# What do you do for Christmas



## omostra06 (Sep 11, 2007)

What do you do for Christmas?

Just thought it may be interesting to see what we have planned for Christmas, Do you spend the time with family and friends, or are you planning to go away this year?

Where will you be? 

Whats traditional in your family, do you have something that you do every year?


----------



## siobhanwf (Mar 20, 2009)

Christmas in my own home.
Having spent many years travelling the world and being away for Christmas that is a must.
We are both Christmas nuts so when we were house hunting the first thought was "will the lounge take our 8' high (5' diameter) Christmas tree"?
Roast capon on the menu.
The last couple of years we have had our Christmas meal on December 27th.

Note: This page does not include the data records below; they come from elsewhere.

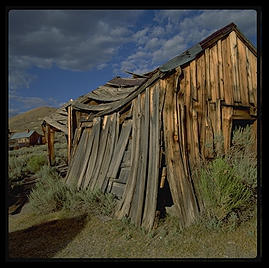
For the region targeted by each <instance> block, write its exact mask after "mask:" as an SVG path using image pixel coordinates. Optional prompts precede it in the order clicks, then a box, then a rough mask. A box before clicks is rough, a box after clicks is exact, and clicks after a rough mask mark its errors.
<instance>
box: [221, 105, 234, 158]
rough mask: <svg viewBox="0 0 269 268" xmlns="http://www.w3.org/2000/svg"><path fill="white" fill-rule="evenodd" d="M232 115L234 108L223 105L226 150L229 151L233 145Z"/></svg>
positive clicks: (223, 134) (223, 127)
mask: <svg viewBox="0 0 269 268" xmlns="http://www.w3.org/2000/svg"><path fill="white" fill-rule="evenodd" d="M232 115H233V108H232V107H227V106H223V107H222V129H223V130H222V131H223V137H224V151H225V153H227V152H228V151H229V149H230V145H231V131H232Z"/></svg>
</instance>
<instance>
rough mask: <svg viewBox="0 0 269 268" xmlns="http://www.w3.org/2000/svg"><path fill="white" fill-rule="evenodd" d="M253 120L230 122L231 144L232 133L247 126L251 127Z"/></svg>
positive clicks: (231, 138) (250, 119) (236, 119)
mask: <svg viewBox="0 0 269 268" xmlns="http://www.w3.org/2000/svg"><path fill="white" fill-rule="evenodd" d="M254 121H255V120H253V119H234V120H233V122H232V133H231V135H232V136H231V142H232V139H233V133H234V131H235V130H236V129H238V128H243V129H244V128H246V127H247V126H251V125H252V124H253V123H254Z"/></svg>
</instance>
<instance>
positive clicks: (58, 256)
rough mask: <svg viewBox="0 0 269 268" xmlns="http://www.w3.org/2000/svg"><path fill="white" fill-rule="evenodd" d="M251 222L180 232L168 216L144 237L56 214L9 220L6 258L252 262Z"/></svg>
mask: <svg viewBox="0 0 269 268" xmlns="http://www.w3.org/2000/svg"><path fill="white" fill-rule="evenodd" d="M256 255H257V223H256V217H255V216H254V217H252V218H251V219H250V220H248V221H246V222H244V223H243V224H242V225H240V226H239V227H237V228H232V229H227V228H226V229H223V228H222V229H221V228H219V229H216V230H214V229H212V228H211V229H208V228H206V227H205V225H204V224H202V223H201V222H197V223H196V224H193V225H192V226H190V227H188V228H186V229H184V230H181V229H180V228H178V227H177V225H176V223H175V218H172V217H167V218H166V219H165V220H163V221H162V222H160V224H159V226H158V228H157V229H155V230H153V231H151V232H150V233H146V232H144V231H143V230H141V229H137V228H135V227H134V226H133V225H131V224H130V223H128V222H127V221H119V220H116V219H112V218H109V217H105V216H104V217H100V216H97V215H92V216H89V215H81V214H80V213H79V212H77V213H76V214H72V215H70V214H68V213H67V212H64V211H59V212H55V213H51V214H47V215H41V216H36V215H34V214H33V213H32V212H31V209H30V208H29V204H26V205H25V207H24V208H23V210H22V212H21V213H20V214H17V215H10V216H9V257H10V258H154V259H156V258H255V257H256Z"/></svg>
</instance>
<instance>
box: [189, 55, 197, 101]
mask: <svg viewBox="0 0 269 268" xmlns="http://www.w3.org/2000/svg"><path fill="white" fill-rule="evenodd" d="M196 76H197V74H196V60H193V61H191V62H190V77H191V79H190V86H191V98H192V99H193V100H195V101H197V100H198V99H197V98H198V97H197V85H196Z"/></svg>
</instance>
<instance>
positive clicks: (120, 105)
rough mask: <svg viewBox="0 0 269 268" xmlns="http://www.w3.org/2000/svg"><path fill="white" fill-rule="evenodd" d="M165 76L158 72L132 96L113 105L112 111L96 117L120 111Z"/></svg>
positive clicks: (110, 108)
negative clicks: (116, 110)
mask: <svg viewBox="0 0 269 268" xmlns="http://www.w3.org/2000/svg"><path fill="white" fill-rule="evenodd" d="M164 75H165V73H162V72H161V71H159V70H156V71H155V73H154V74H153V75H152V76H151V77H150V78H149V79H148V80H146V81H145V82H143V84H141V85H140V86H139V87H138V88H137V90H135V91H134V92H133V93H132V94H130V95H129V96H128V97H126V98H124V99H122V100H120V101H119V103H116V104H115V105H114V104H113V107H111V108H110V109H107V110H105V111H101V112H99V113H97V114H96V116H103V115H105V114H109V113H112V112H115V111H116V110H118V109H119V108H121V107H122V106H124V105H125V104H126V103H128V102H130V101H131V100H133V99H134V98H136V97H137V96H138V95H139V94H140V93H141V92H143V91H144V90H145V89H146V88H147V87H149V86H150V85H151V84H153V83H154V82H155V81H156V80H158V79H160V78H161V77H163V76H164ZM93 117H94V116H91V117H90V118H89V120H91V119H92V118H93Z"/></svg>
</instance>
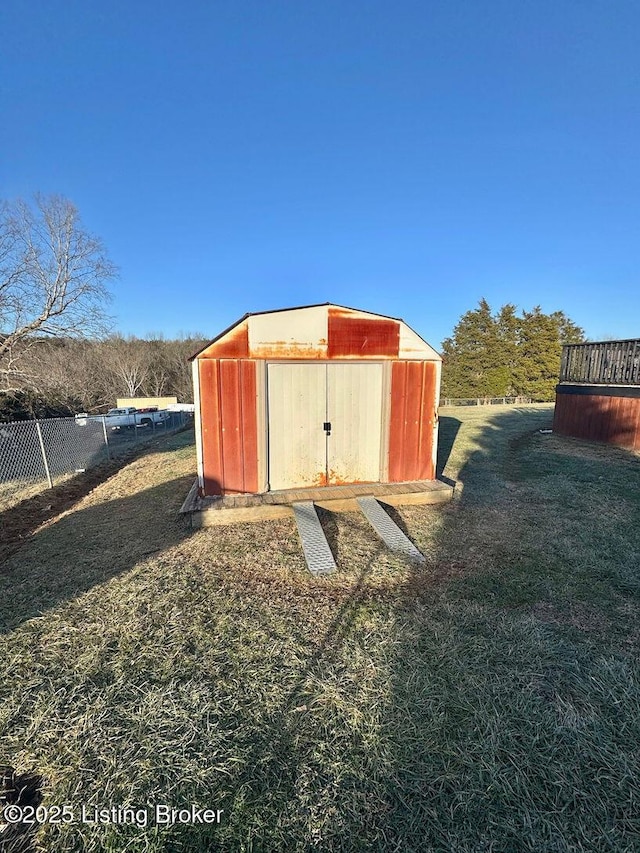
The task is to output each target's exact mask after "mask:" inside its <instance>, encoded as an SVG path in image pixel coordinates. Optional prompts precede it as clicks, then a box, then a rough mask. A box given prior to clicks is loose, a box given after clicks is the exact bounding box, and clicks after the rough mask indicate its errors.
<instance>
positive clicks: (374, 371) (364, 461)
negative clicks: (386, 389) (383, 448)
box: [268, 363, 382, 489]
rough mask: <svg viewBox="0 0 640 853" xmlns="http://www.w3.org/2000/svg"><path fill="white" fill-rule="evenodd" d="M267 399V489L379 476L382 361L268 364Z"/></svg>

My son's new wife came with two children so the spend Christmas in Oxfordshire and then the children spend the rest of the time up to Jan 2nd with their Dad. Will and his wife fly down on the 27th.

We still have our Christmas Day lunch with friends.at our home.. generally a turkey crown.

We even have the roast parsnips...courtesy of the English shop at Tornada


----------



## omostra06 (Sep 11, 2007)

Sounds like a good day..


----------



## PETERFC (Apr 3, 2009)

Hi Derek

It's not about this Christmas that i am concerned about but next Christmas. next Chrstmas will be the first in my new home just outside of Gois. Next christmas i have a party to go to in TOMAR "i hope" Should this one prove a success.

I may have guest's as i amsure you have read my plans. It would be nice as it's my first Christmas to host a party in Gois for family and friends.

So it's next Christmas not this i am looking forward to.


----------



## omostra06 (Sep 11, 2007)

Hi Peter, this years party should be fun, there is about 75 people coming, so we should have a good night, Iam sure you will be at next years party.


----------



## PETERFC (Apr 3, 2009)

*Reply*

Yes


----------



## notlongnow (May 21, 2009)

My wife and I usually go on a whirlwind of family visits (family being both complex and geographically dispersed) - we try to get these out the way by Christmas Eve. Christmas Eve night is spent wrapping each others gifts (we try to go on a theme of something to read, something to do, something to play,something to eat etc..which can be done on whatever budget we happen to have!)

Then it's champagne and getting misty eyed watching the carols on TV.

Up early on Christmas day, just the two of us, pink champagne, open presents, phone / skype the family, smoked salmon and scrambled eggs. Get dressed, play with presents while the turkey cooks, eastenders, Christmas dinner, board games. Lots of being thankful, peace on earth etc. etc.

I hope that this Christmas will be like the one above, just being the first one here in Portugal, perhaps a little warmer than we are used to!

B


----------



## PETERFC (Apr 3, 2009)

*Reply*

For this job i didn't even get a mince pie.


----------



## siobhanwf (Mar 20, 2009)

I think your own beard is MUCH better Peter


----------



## PETERFC (Apr 3, 2009)

*Wifes job*

Hi All

My wife is coming with me after all. She has just started a part time job she is on the enclosed picture.

Peter


----------



## omostra06 (Sep 11, 2007)

she is looking good, has she lost some weight.....


----------